Os potentes e arrepiantes gritos de Chester Bennington, aquele rap de meu xará Mike Shinoda, os instrumentais adolescentemente agressivos... porra, eu ficava louco com qualquer coisa que a banda lançasse. E isso me ajudou a aguentar um período bem complicado da vida, quando dela eu quase desisti diversas vezes. Ajudou porque nas letras eu encontrava reflexo. Porque em Chester e em sua história eu enxergava um espelho. Eu não tava só. Foi um de meus vetores de força e jamais serei grato o suficiente.

Chester deixou este mundo nesta quinta-feira (20). Se foi um ícone da minha adolescência. Aquele cara que foi a ponte para eu conhecer um universo musical muito mais amplo. Aquela voz que tanto me foi importante. Ainda que ultimamente meus ouvidos tenham ouvido bem menos LP, expandido-se para outras bandas e outros gêneros, Chester e companhia sempre terão aquele espaço VIP guardado no meu peito.
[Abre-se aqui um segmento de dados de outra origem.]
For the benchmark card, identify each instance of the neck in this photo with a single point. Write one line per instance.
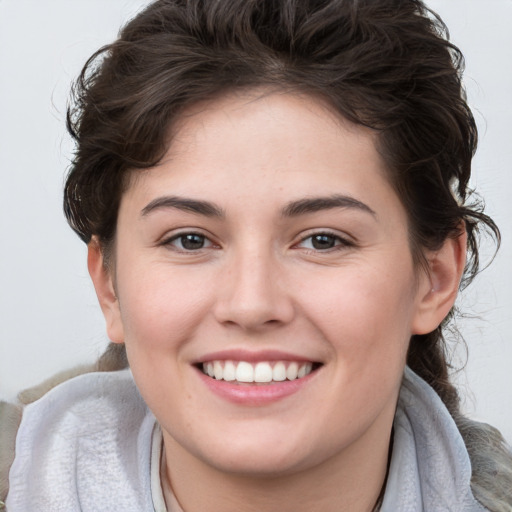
(345, 482)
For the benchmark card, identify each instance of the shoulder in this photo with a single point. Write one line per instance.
(473, 455)
(491, 462)
(91, 433)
Jamais questionarei os motivos de um suicida, quem sou eu, mas consigo imaginá-los. Chegar a esse ponto depois de aguentar por tanto tempo mostra o quão grande era seu martírio interno. Ele sofreu um inferno antes de ficar conhecido - drogas, abuso sexual -, e depois da fama, não sei bem, deve ter encarado seus demônios também. Seus filhos e uma multidão de fãs que cresceram se entorpecendo com sua música estão órfãos agora, mas desejando que ele enfim encontre sua paz.
E dá um tempo, dona Morte. Só desde 2015, você me levou embora B.B. King, Scott Weiland, Lemmy Kilmister, Leonard Cohen, George Michael, David Bowie, Chuck Berry, Chris Cornell e, agora, Chester. Tá bom, já.